- Born: March 10, 1895 Kintnersville, Pennsylvania, U.S.
- Died: September 11, 1963 (aged 68)

Academic background
- Education: Gettysburg College (BS, MS) Yale University (PhD)
- Doctoral advisor: Ross Granville Harrison

Academic work
- Discipline: Zoology
- Sub-discipline: Embryology
- Institutions: University of Pittsburgh Yale University

= John Spangler Nicholas =

John Spangler Nicholas (March 10, 1895 – September 11, 1963) was an American embryologist and a professor of zoology at Yale University. He contributed to experimental techniques for the study of embryology through transplants, the early stage development of teleost and mammalian zygotes.

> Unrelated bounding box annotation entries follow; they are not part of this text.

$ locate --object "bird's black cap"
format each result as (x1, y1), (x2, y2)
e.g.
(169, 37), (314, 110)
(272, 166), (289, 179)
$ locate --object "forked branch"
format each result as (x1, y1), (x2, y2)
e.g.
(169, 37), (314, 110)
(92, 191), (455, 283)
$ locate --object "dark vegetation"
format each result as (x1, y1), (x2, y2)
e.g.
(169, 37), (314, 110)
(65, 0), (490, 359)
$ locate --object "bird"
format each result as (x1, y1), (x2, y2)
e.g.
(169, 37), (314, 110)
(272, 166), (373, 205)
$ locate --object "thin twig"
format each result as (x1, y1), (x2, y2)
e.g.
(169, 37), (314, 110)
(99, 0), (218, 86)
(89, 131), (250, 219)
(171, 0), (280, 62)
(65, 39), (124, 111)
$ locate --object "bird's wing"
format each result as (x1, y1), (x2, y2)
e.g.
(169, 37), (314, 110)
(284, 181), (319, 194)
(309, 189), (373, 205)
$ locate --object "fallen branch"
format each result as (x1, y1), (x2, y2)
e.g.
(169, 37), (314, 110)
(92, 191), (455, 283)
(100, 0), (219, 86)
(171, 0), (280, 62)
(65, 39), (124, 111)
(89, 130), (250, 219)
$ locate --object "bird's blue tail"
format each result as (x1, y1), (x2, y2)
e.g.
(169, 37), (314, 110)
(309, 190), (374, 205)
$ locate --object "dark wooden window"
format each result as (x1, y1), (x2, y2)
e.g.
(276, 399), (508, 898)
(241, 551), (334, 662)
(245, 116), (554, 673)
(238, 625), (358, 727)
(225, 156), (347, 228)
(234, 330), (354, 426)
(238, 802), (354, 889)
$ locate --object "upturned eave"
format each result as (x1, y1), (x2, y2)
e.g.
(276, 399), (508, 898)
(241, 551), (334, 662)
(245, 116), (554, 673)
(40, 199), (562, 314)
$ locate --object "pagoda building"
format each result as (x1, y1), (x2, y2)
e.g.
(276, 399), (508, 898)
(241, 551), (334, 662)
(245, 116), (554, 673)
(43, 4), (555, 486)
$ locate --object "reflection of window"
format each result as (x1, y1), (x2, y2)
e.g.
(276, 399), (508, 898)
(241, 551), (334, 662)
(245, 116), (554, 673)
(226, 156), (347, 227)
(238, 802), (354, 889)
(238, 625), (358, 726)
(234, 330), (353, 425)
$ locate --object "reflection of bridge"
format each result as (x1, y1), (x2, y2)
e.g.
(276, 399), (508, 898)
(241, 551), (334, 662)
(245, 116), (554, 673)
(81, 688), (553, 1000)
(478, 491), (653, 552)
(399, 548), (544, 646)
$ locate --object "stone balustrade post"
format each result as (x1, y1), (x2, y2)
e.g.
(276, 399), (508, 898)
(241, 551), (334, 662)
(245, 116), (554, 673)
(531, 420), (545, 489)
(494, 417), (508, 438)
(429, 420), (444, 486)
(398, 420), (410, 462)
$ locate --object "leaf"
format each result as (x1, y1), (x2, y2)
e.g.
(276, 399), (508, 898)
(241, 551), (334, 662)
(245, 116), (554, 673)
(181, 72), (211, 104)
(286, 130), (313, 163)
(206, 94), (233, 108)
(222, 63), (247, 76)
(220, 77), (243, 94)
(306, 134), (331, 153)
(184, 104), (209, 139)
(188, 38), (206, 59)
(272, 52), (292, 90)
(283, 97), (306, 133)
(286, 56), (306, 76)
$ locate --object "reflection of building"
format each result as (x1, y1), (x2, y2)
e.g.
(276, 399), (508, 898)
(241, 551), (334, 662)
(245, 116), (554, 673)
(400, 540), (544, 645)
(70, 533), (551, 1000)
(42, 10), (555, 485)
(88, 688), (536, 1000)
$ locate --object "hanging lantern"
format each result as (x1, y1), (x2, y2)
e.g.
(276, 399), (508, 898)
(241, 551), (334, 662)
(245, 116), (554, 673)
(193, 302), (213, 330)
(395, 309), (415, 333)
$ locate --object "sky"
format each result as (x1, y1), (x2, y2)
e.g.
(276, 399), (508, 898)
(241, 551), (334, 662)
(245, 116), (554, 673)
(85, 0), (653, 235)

== Early life and education ==
Nicholas was born in Kintnersville, Pennsylvania, the only child of Reverend Samuel Trauger and Elizabeth Ellen. Although the parents hoped he would join the Lutheran order, he chose to study medicine, influenced by an uncle, Harry Spangler. He earned a Bachelor of Science and Master of Science from Gettysburg College. He received a PhD from Yale University in 1921.

== Career ==
In 1915, he taught anatomy at the University of Pittsburgh at the invitation of Davenport Hooker. Nicholas enlisted with the United States Army Medical Corps during World War I and returned following discharge in 1919. He joined Yale in 1926 and became Sterling Professor of Zoology in 1939. He served at Yale until his retirement in 1963.

Nicholas followed experiments in the asymmetry of development which had been begun by his Yale supervisor Ross G. Harrison. Harrison had shown that grafts develop as left or right limbs based on the orientation in which a limb bud was grafted. Spangler showed that this orientation was defined by a narrow ring of cells. He later developed experimental methods to grow rat embryos in chicken chorioallantois.

== Personal life ==
Nicholas married Helen Benton Brown in 1921.